I've 7 or 8 emails back and forth between myself and another member and just had some info I wanted to pass along but can't seem to do it!

Just wondering if I've upset someone . . . . .


----------



## Ikon66 (Sep 12, 2003)

new rules, under a certain post count PM and FS section is prohibited - you need to get your post count up or join TTOC 

viewtopic.php?f=30&t=214609


----------



## StevetS (Feb 26, 2011)

Seems a bit harsh! I look through the forum most lunchtimes at work (just don't normally log in being a work pc and all). Normally only post if I've got something particular to say - don't want a post a load of inane comments (or spam the forums) just for the sake of it.
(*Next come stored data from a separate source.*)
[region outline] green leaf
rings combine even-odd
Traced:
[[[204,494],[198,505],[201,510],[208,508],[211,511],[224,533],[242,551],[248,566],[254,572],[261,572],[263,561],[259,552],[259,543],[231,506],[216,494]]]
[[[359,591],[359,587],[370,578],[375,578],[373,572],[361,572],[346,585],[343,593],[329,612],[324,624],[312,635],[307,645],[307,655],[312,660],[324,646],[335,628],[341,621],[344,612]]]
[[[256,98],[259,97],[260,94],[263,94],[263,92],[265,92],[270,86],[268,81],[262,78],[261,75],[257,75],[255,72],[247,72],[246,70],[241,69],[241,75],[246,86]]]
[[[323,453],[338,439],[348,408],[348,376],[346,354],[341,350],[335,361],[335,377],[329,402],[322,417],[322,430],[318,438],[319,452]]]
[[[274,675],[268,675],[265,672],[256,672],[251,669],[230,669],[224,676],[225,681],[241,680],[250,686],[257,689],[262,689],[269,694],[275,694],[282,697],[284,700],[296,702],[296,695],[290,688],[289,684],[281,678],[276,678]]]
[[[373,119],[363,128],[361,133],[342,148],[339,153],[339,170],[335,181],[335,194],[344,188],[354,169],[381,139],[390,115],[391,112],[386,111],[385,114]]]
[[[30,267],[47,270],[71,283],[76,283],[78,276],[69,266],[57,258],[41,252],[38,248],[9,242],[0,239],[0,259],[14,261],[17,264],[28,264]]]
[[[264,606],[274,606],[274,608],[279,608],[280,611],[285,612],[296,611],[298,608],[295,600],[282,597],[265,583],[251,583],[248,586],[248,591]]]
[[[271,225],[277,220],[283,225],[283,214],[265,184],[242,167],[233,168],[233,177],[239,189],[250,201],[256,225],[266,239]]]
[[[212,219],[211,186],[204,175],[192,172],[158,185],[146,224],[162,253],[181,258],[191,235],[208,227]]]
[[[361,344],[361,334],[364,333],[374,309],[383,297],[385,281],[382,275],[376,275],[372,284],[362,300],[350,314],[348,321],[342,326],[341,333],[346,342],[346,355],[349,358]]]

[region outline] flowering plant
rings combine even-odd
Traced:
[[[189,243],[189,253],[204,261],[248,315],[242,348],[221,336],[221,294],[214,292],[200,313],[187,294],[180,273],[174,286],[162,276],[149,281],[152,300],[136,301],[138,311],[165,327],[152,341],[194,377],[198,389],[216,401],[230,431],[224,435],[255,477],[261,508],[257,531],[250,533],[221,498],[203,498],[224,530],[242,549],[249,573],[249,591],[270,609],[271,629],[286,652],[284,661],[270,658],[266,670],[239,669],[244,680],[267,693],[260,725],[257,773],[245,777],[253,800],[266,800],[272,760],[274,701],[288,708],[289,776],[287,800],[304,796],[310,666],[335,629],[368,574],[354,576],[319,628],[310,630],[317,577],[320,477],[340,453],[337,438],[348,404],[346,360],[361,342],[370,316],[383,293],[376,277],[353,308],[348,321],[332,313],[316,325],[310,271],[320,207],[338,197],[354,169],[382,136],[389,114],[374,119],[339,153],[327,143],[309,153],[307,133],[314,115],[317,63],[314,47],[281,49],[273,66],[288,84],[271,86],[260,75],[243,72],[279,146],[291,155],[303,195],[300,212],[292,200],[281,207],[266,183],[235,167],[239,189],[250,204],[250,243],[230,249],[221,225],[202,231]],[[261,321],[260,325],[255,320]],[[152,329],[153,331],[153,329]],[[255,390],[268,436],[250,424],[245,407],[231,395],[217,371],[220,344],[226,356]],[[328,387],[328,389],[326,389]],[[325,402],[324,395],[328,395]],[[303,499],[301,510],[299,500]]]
Mind, i have been meaning to join for proper for a while. . . . .


----------



## Hoggy (May 8, 2002)

StevetS said:


> Mind, i have been meaning to join for proper for a while. . . . .


Hi Steve, Click the link & join up, & have full access, only £10. You know you want to. :wink:

http://www.ttoc.co.uk/zen/index.php?mai ... 4b245bfbc0

Hoggy.


----------



## StevetS (Feb 26, 2011)

Oki - Done it!


----------



## Hoggy (May 8, 2002)

StevetS said:


> Oki - Done it!


Hi Steve, Congratulations. Once you get you membership No. follow the link/instructions to get your membership banner displayed.
viewtopic.php?f=1&t=158721
Hoggy.


----------